Hi
I had an idea to improve regexp-opt. (I use Emacs 25.3.2).
In a regexp when you have a group with alternatives, sometimes all alternatives *finish* with one or more common atom regexps. You could take the common part out of the group and try to improve the remaining smaller group, splitting all strings that match and recurse regexp-opt.
Example 1: we read from regexp-opt.el:
;; One possible improvement would be to compile '("aa" "ab" "ba" "bb")
;; into "[ab][ab]" rather than "a[ab]\\|b[ab]". I'm not sure it's worth
;; it but if someone knows how to do it without going through too many
;; contortions, I'm all ears.
Evaluating,
(regexp-opt '("aa" "ab" "ba" "bb"))
-> "\\(?:a[ab]\\|b[ab]\\)"
All alternatives finish with "[ab]", so it is equivalent to
"\\(?:a\\|b\\)[ab]"
The remaining group is "\\(?:a\\|b\\)". We can further improve making a list of all strings that match it and recourse regexp-opt:
"\\(?:a\\|b\\)"
all-matchs = ("a" "b")
(regexp-opt '("a" "b")) -> "[ab]"
Finally join the two regexps: "[ab][ab]"
... and the wish of the developer is fulfilled :)
Example 2:
(regexp-opt '("car" "cdr" "caar" "cadr" "cdar" "cddr"))
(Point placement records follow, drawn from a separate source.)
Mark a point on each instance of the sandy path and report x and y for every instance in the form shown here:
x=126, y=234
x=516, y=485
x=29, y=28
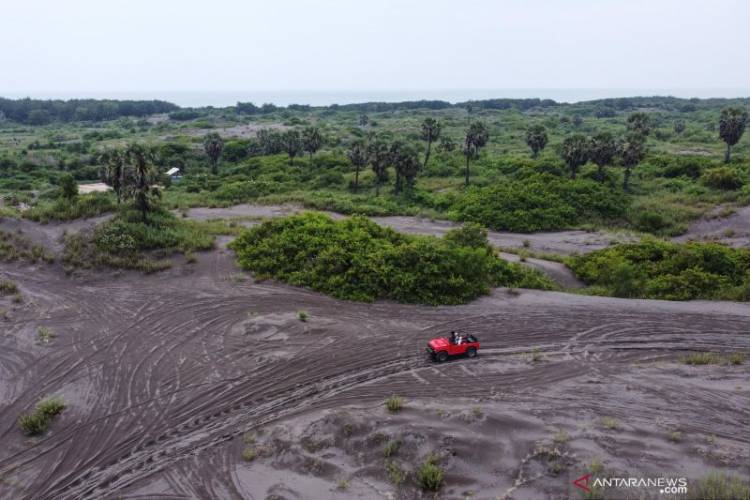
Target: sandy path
x=733, y=230
x=164, y=373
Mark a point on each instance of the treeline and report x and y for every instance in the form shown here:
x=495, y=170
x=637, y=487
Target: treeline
x=42, y=112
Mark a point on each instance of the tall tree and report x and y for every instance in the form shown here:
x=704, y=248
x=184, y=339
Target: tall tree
x=602, y=150
x=639, y=123
x=378, y=151
x=446, y=144
x=731, y=127
x=68, y=187
x=406, y=162
x=633, y=152
x=292, y=143
x=357, y=154
x=213, y=144
x=536, y=139
x=142, y=189
x=430, y=133
x=575, y=152
x=679, y=127
x=476, y=138
x=312, y=140
x=113, y=171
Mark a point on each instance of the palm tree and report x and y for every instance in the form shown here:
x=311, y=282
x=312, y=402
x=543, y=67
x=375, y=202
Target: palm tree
x=446, y=144
x=213, y=144
x=379, y=154
x=430, y=133
x=536, y=139
x=633, y=151
x=113, y=173
x=639, y=123
x=292, y=143
x=476, y=138
x=575, y=152
x=602, y=150
x=142, y=189
x=312, y=140
x=358, y=157
x=731, y=127
x=406, y=161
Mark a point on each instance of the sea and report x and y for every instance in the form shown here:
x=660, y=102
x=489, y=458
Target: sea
x=201, y=98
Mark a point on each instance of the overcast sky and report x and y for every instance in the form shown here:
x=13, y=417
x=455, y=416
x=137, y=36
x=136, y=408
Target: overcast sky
x=79, y=46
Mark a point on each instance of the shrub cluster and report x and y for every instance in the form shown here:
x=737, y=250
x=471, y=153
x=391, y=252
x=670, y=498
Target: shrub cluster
x=15, y=246
x=36, y=423
x=64, y=209
x=540, y=203
x=724, y=178
x=658, y=269
x=127, y=242
x=358, y=260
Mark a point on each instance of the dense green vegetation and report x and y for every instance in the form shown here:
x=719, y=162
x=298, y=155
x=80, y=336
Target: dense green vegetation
x=405, y=158
x=357, y=259
x=648, y=164
x=661, y=270
x=126, y=241
x=541, y=202
x=15, y=246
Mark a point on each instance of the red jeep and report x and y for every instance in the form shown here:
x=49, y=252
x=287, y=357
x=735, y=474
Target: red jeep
x=440, y=348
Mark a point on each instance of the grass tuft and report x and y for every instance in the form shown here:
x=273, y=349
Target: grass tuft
x=394, y=404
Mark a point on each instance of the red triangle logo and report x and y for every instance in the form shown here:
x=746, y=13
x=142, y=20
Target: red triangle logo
x=583, y=482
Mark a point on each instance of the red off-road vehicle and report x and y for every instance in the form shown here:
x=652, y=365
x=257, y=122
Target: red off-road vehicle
x=441, y=348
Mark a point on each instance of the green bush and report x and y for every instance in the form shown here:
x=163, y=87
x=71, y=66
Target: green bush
x=33, y=424
x=663, y=270
x=724, y=178
x=430, y=475
x=62, y=209
x=8, y=287
x=38, y=422
x=125, y=241
x=540, y=203
x=358, y=260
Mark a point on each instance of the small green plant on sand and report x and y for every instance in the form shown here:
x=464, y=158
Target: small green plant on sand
x=37, y=423
x=44, y=335
x=343, y=484
x=394, y=404
x=429, y=474
x=609, y=423
x=395, y=473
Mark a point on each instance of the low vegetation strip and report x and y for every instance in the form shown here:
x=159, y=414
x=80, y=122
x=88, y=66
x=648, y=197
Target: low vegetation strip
x=358, y=260
x=656, y=269
x=126, y=241
x=15, y=246
x=540, y=203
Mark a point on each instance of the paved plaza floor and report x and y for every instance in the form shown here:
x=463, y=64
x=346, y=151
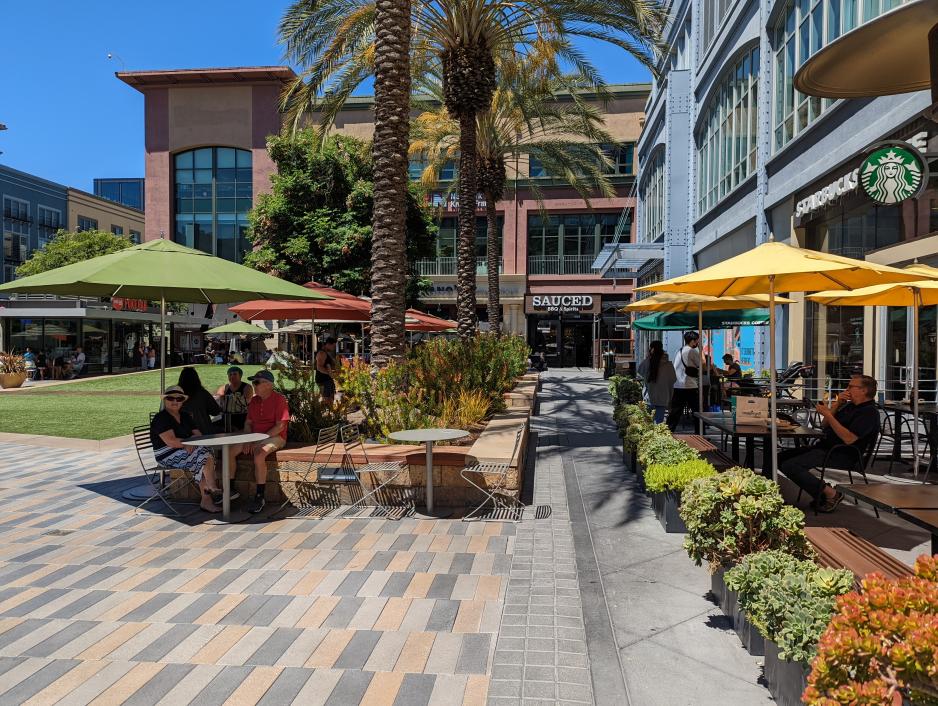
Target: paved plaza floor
x=589, y=603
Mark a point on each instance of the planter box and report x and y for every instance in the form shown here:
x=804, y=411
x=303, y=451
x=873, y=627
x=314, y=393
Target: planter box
x=787, y=680
x=665, y=506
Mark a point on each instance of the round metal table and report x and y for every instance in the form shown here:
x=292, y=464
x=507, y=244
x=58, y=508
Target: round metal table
x=224, y=441
x=427, y=437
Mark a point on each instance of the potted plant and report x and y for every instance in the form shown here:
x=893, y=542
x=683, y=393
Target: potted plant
x=785, y=603
x=881, y=646
x=734, y=514
x=12, y=370
x=665, y=483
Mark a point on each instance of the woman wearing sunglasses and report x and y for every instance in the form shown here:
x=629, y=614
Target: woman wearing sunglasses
x=168, y=430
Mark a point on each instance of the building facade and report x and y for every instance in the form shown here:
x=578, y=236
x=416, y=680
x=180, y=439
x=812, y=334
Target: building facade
x=732, y=155
x=206, y=160
x=33, y=210
x=129, y=192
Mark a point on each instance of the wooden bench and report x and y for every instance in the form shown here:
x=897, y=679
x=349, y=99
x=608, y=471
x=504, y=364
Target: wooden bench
x=839, y=548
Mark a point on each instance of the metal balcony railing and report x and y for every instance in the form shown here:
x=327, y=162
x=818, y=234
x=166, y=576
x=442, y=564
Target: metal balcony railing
x=447, y=266
x=561, y=264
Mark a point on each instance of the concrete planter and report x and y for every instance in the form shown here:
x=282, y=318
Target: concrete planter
x=10, y=380
x=787, y=680
x=665, y=506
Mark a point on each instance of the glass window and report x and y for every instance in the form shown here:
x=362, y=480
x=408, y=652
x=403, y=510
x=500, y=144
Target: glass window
x=803, y=28
x=726, y=139
x=213, y=189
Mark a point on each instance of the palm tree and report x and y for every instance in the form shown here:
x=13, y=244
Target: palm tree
x=548, y=120
x=334, y=43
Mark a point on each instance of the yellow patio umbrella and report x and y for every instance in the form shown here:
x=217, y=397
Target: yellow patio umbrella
x=909, y=294
x=682, y=302
x=778, y=267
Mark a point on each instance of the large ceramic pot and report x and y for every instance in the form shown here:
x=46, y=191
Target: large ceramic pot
x=8, y=380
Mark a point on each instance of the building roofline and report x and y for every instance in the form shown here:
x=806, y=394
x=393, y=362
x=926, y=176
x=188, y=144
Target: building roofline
x=182, y=77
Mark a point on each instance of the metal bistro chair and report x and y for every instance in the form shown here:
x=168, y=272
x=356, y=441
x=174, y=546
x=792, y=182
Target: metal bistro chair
x=352, y=441
x=325, y=443
x=504, y=506
x=861, y=461
x=155, y=472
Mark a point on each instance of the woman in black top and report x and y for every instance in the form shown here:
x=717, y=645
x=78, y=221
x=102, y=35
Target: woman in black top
x=200, y=403
x=169, y=428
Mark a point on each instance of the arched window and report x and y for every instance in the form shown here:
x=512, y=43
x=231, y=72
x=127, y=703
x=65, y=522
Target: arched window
x=727, y=136
x=213, y=197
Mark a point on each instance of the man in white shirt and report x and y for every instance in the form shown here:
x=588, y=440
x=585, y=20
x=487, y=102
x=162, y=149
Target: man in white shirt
x=687, y=370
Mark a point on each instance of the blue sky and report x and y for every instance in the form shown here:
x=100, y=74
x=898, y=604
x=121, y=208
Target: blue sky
x=70, y=120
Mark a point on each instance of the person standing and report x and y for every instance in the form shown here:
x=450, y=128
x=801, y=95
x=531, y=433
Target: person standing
x=268, y=413
x=234, y=397
x=658, y=374
x=687, y=373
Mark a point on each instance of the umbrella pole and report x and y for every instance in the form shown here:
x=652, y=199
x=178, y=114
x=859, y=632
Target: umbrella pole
x=916, y=297
x=700, y=370
x=773, y=451
x=162, y=342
-> "\\(?:c\\(?:\\(?:a[ad]\\|d[ad]\\|[ad]\\)r\\)\\)"
First of all, there is an (apparently) unnecessary group around the result.
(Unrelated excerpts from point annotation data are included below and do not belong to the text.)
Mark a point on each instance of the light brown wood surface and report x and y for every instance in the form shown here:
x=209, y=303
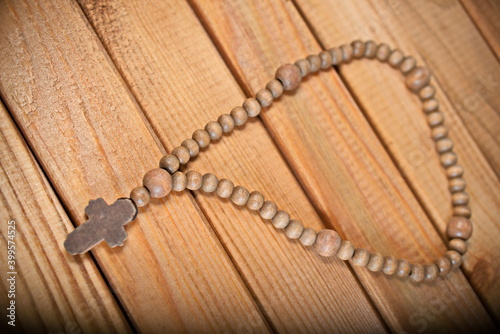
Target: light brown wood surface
x=101, y=90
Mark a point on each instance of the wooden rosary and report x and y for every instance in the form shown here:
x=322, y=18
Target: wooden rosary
x=106, y=222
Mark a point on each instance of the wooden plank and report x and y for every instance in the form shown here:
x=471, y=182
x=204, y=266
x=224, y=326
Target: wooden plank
x=182, y=82
x=485, y=15
x=54, y=292
x=395, y=114
x=340, y=162
x=73, y=107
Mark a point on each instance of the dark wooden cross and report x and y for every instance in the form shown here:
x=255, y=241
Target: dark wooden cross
x=105, y=222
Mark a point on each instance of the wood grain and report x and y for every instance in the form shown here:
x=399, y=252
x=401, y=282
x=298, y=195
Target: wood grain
x=89, y=134
x=186, y=84
x=340, y=162
x=396, y=117
x=54, y=292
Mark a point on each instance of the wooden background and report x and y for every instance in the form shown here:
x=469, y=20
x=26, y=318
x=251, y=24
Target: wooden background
x=95, y=92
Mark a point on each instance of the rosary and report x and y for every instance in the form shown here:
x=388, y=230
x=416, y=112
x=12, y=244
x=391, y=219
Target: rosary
x=106, y=222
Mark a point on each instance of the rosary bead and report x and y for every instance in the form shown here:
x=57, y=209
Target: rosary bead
x=444, y=265
x=158, y=181
x=182, y=153
x=194, y=180
x=459, y=227
x=376, y=262
x=289, y=75
x=265, y=97
x=308, y=237
x=455, y=258
x=346, y=250
x=314, y=62
x=458, y=245
x=275, y=87
x=390, y=265
x=179, y=181
x=383, y=52
x=294, y=229
x=201, y=137
x=225, y=188
x=361, y=257
x=239, y=115
x=226, y=122
x=268, y=210
x=418, y=78
x=327, y=243
x=417, y=272
x=255, y=201
x=140, y=196
x=427, y=92
x=407, y=65
x=448, y=159
x=326, y=60
x=209, y=183
x=404, y=268
x=170, y=162
x=358, y=49
x=281, y=219
x=192, y=146
x=240, y=195
x=214, y=130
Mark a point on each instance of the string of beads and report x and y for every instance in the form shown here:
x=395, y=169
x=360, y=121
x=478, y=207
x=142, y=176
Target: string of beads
x=159, y=182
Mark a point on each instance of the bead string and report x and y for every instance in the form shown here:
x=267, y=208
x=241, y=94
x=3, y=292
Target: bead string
x=159, y=182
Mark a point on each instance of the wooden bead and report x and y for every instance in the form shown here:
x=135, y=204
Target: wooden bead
x=308, y=237
x=361, y=257
x=314, y=63
x=376, y=262
x=407, y=65
x=179, y=181
x=455, y=258
x=158, y=181
x=448, y=159
x=265, y=97
x=390, y=265
x=458, y=245
x=383, y=52
x=255, y=201
x=459, y=227
x=182, y=153
x=417, y=272
x=214, y=130
x=140, y=196
x=418, y=78
x=327, y=243
x=346, y=250
x=240, y=195
x=225, y=188
x=201, y=137
x=192, y=146
x=404, y=268
x=239, y=115
x=226, y=122
x=431, y=272
x=209, y=183
x=275, y=87
x=294, y=229
x=281, y=219
x=326, y=60
x=268, y=210
x=444, y=265
x=289, y=75
x=358, y=49
x=170, y=162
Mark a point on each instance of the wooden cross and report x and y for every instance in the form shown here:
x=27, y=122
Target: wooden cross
x=105, y=222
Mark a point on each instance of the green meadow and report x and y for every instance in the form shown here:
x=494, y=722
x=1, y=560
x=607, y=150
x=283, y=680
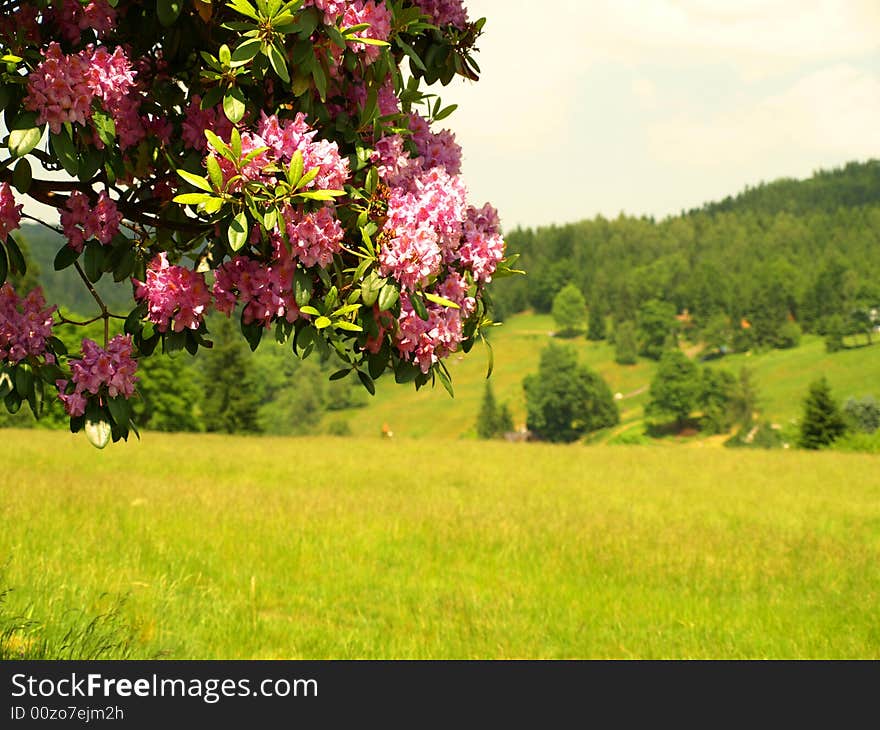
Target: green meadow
x=782, y=378
x=232, y=547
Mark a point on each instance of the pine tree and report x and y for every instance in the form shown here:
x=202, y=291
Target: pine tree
x=823, y=422
x=487, y=420
x=596, y=321
x=231, y=398
x=625, y=345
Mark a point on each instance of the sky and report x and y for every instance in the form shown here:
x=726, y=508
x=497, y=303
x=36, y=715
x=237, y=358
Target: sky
x=649, y=107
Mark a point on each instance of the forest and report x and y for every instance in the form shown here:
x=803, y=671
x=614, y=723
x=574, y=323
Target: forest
x=751, y=270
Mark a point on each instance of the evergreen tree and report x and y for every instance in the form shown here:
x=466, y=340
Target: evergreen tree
x=487, y=420
x=565, y=400
x=675, y=388
x=170, y=399
x=656, y=324
x=505, y=420
x=625, y=346
x=231, y=396
x=569, y=308
x=596, y=321
x=822, y=422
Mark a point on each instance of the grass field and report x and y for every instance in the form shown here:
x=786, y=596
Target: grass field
x=345, y=548
x=782, y=376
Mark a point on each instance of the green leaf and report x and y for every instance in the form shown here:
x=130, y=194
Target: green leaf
x=443, y=302
x=302, y=288
x=120, y=410
x=238, y=231
x=294, y=172
x=22, y=141
x=64, y=258
x=93, y=262
x=445, y=380
x=17, y=261
x=22, y=176
x=233, y=105
x=65, y=152
x=246, y=51
x=388, y=297
x=278, y=63
x=214, y=172
x=367, y=382
x=419, y=307
x=168, y=11
x=344, y=324
x=105, y=126
x=98, y=432
x=196, y=180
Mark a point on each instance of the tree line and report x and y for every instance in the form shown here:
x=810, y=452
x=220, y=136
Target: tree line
x=751, y=271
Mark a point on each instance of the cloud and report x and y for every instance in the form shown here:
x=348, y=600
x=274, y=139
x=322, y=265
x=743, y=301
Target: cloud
x=829, y=114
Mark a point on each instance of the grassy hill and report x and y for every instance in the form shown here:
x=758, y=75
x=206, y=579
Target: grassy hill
x=782, y=376
x=233, y=547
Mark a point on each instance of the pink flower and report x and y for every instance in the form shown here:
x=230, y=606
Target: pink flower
x=482, y=246
x=314, y=237
x=25, y=325
x=59, y=89
x=174, y=294
x=82, y=223
x=425, y=343
x=100, y=372
x=444, y=12
x=73, y=18
x=377, y=15
x=266, y=291
x=10, y=213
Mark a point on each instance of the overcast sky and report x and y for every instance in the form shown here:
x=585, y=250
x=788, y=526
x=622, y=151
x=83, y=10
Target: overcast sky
x=590, y=107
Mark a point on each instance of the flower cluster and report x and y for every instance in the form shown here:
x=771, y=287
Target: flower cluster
x=266, y=291
x=10, y=213
x=73, y=18
x=176, y=296
x=99, y=372
x=25, y=325
x=444, y=12
x=482, y=246
x=82, y=223
x=62, y=88
x=314, y=237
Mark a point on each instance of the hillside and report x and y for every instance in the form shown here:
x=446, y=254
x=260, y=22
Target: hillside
x=782, y=378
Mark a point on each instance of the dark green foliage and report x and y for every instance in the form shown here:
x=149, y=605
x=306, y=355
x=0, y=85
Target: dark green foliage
x=834, y=329
x=505, y=420
x=493, y=421
x=170, y=397
x=822, y=422
x=569, y=309
x=778, y=251
x=656, y=326
x=596, y=329
x=231, y=393
x=717, y=392
x=675, y=389
x=565, y=400
x=487, y=419
x=789, y=336
x=625, y=344
x=863, y=414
Look the inner group of the result:
"\\(?:a[ad]\\|d[ad]\\|[ad]\\)"
Notice that all alternatives finish with "[ad]", so this group is equivalent to
"\\(?:a\\|d\\|\\)[ad]"
The smaller group matches the strings ("a" "d" "") and
(regexp-opt '("a" "d" "")) ->"[ad]?"
and the inner group is equivalent to
"[ad]?[ad]"
So,
(regexp-opt '("car" "cdr" "caar" "cadr" "cdar" "cddr"))
could return (eliminating outer group)
"c[ad]?[ad]r"
Of course the splitting and recurse not always improve smaller group. For example,
(regexp-opt '("master" "monster" "mister"))
-> "\\(?:m\\(?:\\(?:on\\|[ai]\\)ster\\)\\)"
It would be better (imo) eliminate unnecessary groups (those without "\\|") that the result was
"m\\(?:on\\|[ai]\\)ster"
Cheers
Miguel Frasson